À sa demande, cet entretien avec Rida Zouhir a eu lieu en soirée. Sa première entrevue en tant que pro, il voulait la faire tranquille, à tête reposée, pas bousculé par l’horaire scolaire de la journée.

Une approche mature pour un jeune de 17 ans. Et plusieurs autres qualificatifs sont énumérés au cours de discussions avec des gens qui le connaissent bien. L’un d’eux : confiant.

« Je me suis senti vraiment à ma place, estime Zouhir à propos de ses premiers entraînements avec les pros, en décembre. J’aurais voulu que ça continue parce que je voyais que j’imposais de plus en plus. »

Patrick Leduc, directeur de l’Académie du CF Montréal, le confirme. Zouhir a fait « bonne impression » lors de ses premiers entraînements professionnels.

J’entends qu’il a affiché beaucoup de confiance. Et pas juste de la confiance, une certaine exigence envers lui-même. Il pouvait être boudeur à la fin d’un entraînement parce qu’il n’était pas content de comment ça s’était passé, ou qu’il n’avait pas eu assez le ballon.

Patrick Leduc

« Et il agit même un peu comme un vétéran, ajoute-t-il. Il gagne une petite compétition d’échauffement à la course, et j’entends qu’il s’est permis de narguer quelqu’un qu’il a battu. De façon amicale, évidemment. De la part d’un jeune, surtout un jeune de l’Académie, c’est rare qu’on entende ce genre de chose. »

Le milieu de terrain de 5 pi 10 po est l’un des quatre jeunes Québécois issus de l’Académie qui ont signé un contrat pro avec le premier club au début du mois de décembre.

Parmi ses objectifs, le principal est évidemment de jouer avec le CF Montréal le plus rapidement possible. Mais s’il doit retourner chez les U23 pour avoir du temps de jeu, ainsi soit-il.

Sur une échelle de 1 à 10, où se situe son niveau de confiance quant à la possibilité de faire le grand club dès cette année ?

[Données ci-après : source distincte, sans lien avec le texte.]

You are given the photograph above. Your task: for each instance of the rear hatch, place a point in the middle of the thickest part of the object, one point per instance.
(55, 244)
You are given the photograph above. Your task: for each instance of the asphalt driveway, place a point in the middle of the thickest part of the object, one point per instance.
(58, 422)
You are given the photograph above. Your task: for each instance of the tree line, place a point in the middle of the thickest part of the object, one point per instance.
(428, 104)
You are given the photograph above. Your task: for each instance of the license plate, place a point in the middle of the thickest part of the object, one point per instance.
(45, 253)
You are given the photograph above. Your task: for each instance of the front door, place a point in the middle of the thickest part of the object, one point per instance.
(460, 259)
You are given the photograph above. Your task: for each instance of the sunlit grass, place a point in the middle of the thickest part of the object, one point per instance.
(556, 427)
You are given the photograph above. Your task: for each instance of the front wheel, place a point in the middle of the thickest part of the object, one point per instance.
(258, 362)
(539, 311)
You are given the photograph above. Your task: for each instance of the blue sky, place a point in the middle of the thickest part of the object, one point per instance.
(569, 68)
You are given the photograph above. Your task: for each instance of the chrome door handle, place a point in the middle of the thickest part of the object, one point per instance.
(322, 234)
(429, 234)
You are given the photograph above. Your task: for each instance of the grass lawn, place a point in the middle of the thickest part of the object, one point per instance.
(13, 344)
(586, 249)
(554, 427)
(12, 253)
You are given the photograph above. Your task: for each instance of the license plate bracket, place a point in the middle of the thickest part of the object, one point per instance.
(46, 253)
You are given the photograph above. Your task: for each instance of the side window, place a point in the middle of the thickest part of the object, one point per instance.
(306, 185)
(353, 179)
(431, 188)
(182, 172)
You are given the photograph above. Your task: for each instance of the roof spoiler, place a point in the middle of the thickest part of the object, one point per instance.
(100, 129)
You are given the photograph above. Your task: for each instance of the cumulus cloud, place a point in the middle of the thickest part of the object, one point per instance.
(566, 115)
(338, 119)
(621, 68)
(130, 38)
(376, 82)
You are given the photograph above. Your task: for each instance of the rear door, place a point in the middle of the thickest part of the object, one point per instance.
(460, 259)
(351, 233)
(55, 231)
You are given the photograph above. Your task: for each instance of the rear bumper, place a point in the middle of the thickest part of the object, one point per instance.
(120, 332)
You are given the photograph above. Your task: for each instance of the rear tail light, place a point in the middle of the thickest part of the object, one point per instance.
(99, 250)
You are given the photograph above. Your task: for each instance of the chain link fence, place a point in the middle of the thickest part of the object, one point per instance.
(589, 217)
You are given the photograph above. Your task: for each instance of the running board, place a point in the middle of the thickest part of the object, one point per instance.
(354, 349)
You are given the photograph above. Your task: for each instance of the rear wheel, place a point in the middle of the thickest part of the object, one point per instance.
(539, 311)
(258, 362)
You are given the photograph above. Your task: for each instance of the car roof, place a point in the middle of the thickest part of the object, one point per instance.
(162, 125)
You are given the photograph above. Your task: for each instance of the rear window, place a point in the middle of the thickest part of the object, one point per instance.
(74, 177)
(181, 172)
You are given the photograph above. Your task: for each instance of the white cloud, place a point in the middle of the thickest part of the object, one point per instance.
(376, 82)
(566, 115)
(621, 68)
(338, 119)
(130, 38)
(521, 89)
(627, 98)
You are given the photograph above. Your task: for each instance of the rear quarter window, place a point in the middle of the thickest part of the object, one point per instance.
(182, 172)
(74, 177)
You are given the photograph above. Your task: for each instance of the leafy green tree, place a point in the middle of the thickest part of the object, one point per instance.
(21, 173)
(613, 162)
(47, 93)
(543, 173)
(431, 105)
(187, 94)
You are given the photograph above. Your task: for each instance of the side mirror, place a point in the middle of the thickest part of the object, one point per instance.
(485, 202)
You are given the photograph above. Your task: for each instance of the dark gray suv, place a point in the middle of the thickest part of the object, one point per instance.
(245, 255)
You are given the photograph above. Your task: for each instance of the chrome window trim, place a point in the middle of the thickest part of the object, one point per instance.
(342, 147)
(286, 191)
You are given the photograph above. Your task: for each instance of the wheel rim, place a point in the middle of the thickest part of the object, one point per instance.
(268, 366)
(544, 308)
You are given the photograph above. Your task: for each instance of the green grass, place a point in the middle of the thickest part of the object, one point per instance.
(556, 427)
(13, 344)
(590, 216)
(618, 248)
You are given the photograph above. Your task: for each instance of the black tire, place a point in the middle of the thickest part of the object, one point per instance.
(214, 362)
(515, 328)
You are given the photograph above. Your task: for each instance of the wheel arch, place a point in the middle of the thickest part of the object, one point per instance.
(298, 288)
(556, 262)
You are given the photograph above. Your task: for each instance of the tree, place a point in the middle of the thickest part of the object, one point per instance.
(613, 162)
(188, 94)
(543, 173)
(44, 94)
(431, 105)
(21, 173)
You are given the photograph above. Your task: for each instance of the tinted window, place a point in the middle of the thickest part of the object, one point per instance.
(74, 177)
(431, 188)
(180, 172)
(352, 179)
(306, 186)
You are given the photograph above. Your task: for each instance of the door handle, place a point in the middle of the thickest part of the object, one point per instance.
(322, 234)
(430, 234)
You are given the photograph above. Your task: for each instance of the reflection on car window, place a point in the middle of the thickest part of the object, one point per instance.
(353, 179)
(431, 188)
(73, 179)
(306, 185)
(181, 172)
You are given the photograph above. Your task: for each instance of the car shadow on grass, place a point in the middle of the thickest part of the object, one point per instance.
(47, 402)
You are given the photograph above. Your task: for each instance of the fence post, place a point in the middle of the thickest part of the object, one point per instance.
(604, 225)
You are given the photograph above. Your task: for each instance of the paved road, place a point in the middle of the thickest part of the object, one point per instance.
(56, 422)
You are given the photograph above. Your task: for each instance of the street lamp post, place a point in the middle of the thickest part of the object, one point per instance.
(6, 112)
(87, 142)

Long silence. Puis, un peu d’hésitation… « À 10. »

Précisions : « On ne sait jamais ce qui peut arriver, mais je sais que si je travaille bien et fort, si je fais tout ce qui est en mon possible, je peux y arriver. Si on me dit que je dois jouer avec les U23, c’est que je n’aurai pas été assez bon pour être avec les pros. Tout est entre mes mains. »

La grande confiance flirte parfois avec l’arrogance. Mais Zouhir ne franchit pas cette mince ligne, assure le père d’un de ses meilleurs amis. « Il est resté humble après sa signature, dit-il. C’est un modèle à suivre. »

Le voilier de Rida

Rida a eu la balle aux pieds dès l’âge de 2 ou 3 ans. À 5 ans, il déménage dans Ahunstic, où il s’alignera avec les Braves du secteur.

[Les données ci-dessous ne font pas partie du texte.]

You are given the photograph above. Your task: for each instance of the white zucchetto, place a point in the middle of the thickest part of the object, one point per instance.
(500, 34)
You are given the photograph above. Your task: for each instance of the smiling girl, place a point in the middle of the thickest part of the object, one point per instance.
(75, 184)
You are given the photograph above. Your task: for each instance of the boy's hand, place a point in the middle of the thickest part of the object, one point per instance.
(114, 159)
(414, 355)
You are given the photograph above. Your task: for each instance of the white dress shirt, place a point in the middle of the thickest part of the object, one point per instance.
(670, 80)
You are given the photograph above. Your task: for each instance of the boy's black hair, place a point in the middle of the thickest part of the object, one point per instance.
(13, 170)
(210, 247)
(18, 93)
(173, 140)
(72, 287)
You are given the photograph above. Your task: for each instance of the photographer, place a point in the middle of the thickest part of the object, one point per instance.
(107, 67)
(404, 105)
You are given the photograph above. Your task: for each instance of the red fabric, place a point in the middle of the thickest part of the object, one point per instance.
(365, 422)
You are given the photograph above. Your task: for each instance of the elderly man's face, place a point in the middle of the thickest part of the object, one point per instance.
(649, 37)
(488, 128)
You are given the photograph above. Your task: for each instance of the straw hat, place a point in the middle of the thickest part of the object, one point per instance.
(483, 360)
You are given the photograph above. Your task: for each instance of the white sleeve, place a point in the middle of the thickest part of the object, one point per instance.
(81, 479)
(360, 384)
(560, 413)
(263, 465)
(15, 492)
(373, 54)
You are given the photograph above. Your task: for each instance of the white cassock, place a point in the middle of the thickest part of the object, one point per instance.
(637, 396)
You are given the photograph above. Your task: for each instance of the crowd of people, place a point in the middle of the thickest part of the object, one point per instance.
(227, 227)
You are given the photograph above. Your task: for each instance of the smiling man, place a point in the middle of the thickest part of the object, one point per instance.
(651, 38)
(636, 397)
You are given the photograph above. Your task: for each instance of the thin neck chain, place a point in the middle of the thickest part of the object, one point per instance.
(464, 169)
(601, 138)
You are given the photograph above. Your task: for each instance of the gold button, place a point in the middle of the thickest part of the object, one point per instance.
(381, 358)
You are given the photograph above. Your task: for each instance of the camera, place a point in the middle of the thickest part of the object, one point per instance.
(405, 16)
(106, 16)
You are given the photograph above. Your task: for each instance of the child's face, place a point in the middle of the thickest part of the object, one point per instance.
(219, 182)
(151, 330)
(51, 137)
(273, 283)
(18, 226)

Dans sa catégorie d’âge, il s’ennuie toutefois un peu. « J’avais un petit truc en plus. » On le place donc avec les 8 ans, raconte-t-il.

À 12 ans, il accède à l’Académie du CF Montréal. Mais la suite ne sera pas exactement une enfilade de sélections et de coups d’éclat. Contrairement à ce que l’on pourrait croire, il n’a pas connu le cheminement du premier de classe qui a tout brûlé sur son passage.

« C’est un joueur qui, contrairement aux trois autres, a moins fait partie des équipes nationales de jeunes. Et comment a-t-il réagi ? Il s’est entraîné plus fort », indique Patrick Leduc.

Il y a eu des hauts et des bas, des questionnements. Je ne dirais pas des doutes. Au fond de moi, je savais que j’allais obtenir un contrat professionnel. J’en avais vraiment envie.

Rida Zouhir

Il y a bien des façons de répondre aux déceptions. Aux deux extrêmes : se fâcher ou se servir de ces échecs comme motivation.

« C’était dans les deux sens, soutient pour sa part Zouhir. J’ai toujours trouvé que j’étais un peu un joueur à part, qu’on ne voyait pas trop comme le joueur-modèle, par rapport à l’école, à l’attitude, au caractère. Donc, je n’étais pas appelé. J’étais content pour les coéquipiers qui étaient là-bas, sauf que je me disais aussi : “Pourquoi pas moi ?” Mais j’ai toujours eu cette mentalité de continuer de travailler. »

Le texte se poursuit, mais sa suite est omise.